Reputation: 2297
What I have right now looks like this: spread
0 0.00000787
1 0.00000785
2 0.00000749
3 0.00000788
4 0.00000786
5 0.00000538
6 0.00000472
7 0.00000759
And I would like to add a new column next to it, and if the value of spread in between (for example) 0 and 0.00005 then it is part of bin A, if (for example) between 0.00005 and 0.0006 then bin B (there are three bins in total).

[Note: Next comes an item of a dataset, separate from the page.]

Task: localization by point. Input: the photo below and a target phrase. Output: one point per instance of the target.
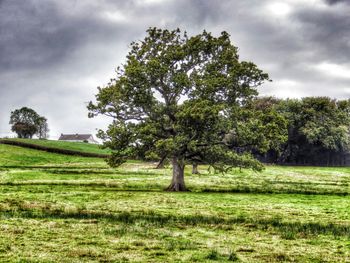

What I have tried so far:
minspread = df['spread'].min()
maxspread = df['spread'].max()
born = (float(maxspread)-float(minspread))/3
born1 = born + float(minspread)
born2 = float(maxspread) - born
df['Bin'] = df['spread'].apply(lambda x: 'A' if x < born1 else ( 'B' if born1 < x <= born2 else 'C'))
But when I do so everything ends up in the Bin A:
spread Bin
0 0.00000787 A
1 0.00000785 A
2 0.00000749 A
3 0.00000788 A
4 0.00000786 A
Does anyone have an idea on how to divide the column 'spread' in three bins (A-B-C) with the same number of observations in it? Thanks!
Upvotes: 1
Views: 2084
Reputation: 862581
If get error:
unsupported operand type(s) for +: 'decimal.Decimal' and 'float'
It means the column type is Decimal, which works poorly with pandas, and should be converted to numeric.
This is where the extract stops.